In September 2015, her debut album, Wolf Den, was released on Concord Records. It reached number 2 in the Billboard Top Blues Albums chart in October that year. The album was produced by Anders Osborne and Ryan Kingsbury. Writers included Nicole, Anders Osborne, Al Jackson Jr. and Mike Sedovic. Players were Nicole, vocals/bass; Anders Osborne and Luther Dickinson, guitars; Mike Sedovic, keyboards; Stanton Moore, drums.

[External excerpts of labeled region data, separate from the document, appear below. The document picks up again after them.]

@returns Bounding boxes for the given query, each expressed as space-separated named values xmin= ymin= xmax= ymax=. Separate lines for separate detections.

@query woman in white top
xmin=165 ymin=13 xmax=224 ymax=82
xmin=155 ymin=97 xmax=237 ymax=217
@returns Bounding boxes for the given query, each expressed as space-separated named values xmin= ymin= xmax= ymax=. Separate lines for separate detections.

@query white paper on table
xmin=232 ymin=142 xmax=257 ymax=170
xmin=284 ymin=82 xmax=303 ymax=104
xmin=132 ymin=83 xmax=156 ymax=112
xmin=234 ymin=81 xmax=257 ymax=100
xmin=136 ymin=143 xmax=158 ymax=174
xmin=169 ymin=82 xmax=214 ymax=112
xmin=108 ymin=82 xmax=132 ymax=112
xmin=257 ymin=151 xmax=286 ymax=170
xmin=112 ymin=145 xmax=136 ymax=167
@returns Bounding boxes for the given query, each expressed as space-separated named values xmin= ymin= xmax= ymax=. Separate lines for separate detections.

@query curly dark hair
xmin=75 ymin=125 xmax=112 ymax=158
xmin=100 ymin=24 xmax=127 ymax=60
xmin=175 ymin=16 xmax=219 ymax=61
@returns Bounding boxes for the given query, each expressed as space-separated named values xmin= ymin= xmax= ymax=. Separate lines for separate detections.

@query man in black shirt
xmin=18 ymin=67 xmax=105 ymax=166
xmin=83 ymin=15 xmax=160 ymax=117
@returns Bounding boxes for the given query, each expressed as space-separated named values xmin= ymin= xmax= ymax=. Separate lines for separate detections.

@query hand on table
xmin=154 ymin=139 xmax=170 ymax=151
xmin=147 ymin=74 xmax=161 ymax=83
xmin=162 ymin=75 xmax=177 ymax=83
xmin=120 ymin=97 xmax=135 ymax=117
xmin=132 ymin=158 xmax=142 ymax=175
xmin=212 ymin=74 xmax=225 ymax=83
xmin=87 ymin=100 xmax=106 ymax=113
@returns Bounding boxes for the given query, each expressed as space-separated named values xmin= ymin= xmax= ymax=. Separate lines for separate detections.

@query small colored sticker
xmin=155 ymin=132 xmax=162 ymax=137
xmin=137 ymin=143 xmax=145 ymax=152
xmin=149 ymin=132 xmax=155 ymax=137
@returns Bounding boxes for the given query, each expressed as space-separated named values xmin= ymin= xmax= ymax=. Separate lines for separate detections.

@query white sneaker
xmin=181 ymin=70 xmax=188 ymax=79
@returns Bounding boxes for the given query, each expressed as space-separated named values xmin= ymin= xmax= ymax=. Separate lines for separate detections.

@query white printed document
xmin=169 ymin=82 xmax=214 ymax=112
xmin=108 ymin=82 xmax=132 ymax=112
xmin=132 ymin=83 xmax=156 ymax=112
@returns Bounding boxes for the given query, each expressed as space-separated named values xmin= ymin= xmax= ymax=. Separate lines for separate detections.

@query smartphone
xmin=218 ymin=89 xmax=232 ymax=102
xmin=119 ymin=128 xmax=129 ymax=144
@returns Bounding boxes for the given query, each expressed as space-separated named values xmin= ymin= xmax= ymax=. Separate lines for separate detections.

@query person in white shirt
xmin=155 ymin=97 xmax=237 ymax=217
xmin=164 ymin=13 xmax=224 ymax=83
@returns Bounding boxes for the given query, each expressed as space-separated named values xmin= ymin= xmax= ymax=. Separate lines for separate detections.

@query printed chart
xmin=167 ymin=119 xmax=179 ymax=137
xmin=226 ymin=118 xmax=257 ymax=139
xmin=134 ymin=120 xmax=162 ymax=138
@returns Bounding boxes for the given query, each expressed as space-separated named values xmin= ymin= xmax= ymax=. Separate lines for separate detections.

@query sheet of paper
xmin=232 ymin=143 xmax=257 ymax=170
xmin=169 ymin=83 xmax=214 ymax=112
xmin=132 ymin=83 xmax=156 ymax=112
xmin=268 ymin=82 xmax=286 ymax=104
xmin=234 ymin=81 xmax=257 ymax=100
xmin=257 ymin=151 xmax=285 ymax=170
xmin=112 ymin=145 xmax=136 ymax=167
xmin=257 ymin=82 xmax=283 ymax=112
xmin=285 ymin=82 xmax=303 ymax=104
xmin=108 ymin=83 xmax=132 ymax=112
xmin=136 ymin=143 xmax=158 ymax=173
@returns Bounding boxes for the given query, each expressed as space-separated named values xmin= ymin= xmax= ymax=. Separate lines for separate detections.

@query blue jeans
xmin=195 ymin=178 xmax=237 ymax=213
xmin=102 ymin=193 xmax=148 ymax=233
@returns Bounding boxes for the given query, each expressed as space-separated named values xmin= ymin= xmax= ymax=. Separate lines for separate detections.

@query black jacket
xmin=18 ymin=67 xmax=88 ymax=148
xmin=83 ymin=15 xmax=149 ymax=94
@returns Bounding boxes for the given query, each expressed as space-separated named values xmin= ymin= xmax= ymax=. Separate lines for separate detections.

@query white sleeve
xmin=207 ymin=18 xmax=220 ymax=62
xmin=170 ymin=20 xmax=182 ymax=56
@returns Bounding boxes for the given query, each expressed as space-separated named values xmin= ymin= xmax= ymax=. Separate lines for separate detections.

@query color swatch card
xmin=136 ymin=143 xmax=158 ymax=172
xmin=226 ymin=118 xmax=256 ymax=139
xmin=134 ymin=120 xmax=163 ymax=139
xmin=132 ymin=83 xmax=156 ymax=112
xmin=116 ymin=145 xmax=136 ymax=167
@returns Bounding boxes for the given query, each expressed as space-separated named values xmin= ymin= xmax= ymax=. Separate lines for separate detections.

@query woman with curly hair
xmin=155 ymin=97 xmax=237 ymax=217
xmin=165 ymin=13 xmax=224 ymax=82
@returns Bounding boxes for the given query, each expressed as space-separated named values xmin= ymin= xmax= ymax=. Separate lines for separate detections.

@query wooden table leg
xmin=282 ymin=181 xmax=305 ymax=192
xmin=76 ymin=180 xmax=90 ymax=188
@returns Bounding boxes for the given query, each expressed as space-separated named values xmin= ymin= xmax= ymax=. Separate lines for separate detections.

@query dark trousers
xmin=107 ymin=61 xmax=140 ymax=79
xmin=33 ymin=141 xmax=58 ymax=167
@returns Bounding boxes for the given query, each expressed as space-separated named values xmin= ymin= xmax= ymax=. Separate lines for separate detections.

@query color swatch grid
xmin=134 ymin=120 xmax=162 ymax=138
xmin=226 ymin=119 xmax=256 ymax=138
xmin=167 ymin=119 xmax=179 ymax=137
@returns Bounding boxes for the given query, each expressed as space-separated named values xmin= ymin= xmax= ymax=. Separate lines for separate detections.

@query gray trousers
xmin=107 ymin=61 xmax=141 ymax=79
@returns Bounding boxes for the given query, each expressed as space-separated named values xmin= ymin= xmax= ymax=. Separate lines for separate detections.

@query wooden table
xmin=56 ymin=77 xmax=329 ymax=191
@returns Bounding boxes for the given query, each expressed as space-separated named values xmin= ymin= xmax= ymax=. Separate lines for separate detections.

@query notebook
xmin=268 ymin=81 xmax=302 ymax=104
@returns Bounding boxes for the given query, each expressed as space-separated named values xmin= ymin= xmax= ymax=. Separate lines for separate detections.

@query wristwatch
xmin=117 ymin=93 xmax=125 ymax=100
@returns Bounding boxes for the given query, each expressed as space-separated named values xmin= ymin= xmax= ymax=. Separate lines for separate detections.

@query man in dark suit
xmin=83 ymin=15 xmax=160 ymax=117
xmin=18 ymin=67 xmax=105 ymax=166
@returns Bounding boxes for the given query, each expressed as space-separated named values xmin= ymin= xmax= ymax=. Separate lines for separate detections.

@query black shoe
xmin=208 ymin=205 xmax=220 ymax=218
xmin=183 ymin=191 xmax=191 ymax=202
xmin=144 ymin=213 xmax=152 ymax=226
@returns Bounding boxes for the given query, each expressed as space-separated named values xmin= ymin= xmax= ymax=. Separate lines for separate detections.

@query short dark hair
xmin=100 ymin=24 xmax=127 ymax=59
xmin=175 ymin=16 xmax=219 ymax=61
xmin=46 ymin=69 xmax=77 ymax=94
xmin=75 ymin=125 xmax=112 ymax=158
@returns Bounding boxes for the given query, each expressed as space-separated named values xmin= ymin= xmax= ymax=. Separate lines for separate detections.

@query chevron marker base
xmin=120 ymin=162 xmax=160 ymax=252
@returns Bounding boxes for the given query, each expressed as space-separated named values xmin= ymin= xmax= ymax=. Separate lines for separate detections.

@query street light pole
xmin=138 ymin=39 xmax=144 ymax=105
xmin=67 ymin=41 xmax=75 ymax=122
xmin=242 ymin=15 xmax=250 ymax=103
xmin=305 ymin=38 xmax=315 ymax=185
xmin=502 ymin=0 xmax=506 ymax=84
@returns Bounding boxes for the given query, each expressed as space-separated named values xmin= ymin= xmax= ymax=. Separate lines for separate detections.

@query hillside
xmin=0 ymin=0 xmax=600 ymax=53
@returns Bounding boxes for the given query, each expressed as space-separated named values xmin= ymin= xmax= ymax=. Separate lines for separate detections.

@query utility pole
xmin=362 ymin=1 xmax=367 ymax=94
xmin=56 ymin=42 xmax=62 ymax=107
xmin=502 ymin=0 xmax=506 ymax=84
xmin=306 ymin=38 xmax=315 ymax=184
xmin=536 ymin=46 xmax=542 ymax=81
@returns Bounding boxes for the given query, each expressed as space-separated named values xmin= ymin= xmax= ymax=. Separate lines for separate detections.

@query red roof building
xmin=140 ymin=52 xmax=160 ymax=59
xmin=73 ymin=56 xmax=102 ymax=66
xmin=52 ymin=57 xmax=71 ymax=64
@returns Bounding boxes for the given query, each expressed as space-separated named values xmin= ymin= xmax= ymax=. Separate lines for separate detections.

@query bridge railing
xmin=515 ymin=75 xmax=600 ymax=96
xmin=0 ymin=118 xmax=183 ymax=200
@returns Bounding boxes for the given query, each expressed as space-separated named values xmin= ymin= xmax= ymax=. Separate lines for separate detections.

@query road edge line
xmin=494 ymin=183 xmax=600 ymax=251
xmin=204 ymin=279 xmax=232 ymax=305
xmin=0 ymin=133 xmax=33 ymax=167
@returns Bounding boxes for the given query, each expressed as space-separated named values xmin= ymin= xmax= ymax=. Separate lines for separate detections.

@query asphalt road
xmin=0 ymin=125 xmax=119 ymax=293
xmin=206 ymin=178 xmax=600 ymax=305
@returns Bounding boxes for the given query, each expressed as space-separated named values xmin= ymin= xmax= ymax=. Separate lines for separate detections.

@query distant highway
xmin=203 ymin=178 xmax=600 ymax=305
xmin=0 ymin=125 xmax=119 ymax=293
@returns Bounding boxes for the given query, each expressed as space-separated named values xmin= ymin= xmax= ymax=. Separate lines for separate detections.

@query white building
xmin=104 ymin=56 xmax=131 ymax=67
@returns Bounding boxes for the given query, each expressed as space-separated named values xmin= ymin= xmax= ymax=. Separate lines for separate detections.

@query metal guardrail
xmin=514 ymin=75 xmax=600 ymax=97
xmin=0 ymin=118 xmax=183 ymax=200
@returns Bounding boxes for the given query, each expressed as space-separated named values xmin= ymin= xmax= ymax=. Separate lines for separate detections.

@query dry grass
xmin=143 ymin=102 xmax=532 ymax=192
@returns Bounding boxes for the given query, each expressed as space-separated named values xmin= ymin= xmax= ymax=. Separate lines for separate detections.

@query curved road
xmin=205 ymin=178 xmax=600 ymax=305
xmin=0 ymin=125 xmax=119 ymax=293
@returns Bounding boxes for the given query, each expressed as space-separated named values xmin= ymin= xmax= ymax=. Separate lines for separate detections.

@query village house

On March 10, 2018, Nicole's second release, Cry No More, peaked at number 1 in the Billboard Top Blues Albums Chart and included producer/collaborator Tony Braunagel; writers Bill Withers, Prince, Jeff Paris, Tamara Champlin, Maia Sharp, Pam Rose, Anthony LaPeau, John Lardieri, and herself. Players were Nicole, vocals/bass; Nick Schnebelen, Brandon Miller, Walter Trout, Kenny Wayne Shepherd, Monster Mike Welch, Luther Dickinson and Johnny Lee Schell, guitars; Mike Sedovic, Mike Finnigan, and Kelly Finnigan, organs; Tony Braunagel, drums; with Maxanne Lewis and Kudisan Kai as background vocalists. The TV series, S.W.A.T., used "Save Me" from this album on the February 21, 2019 episode of the show.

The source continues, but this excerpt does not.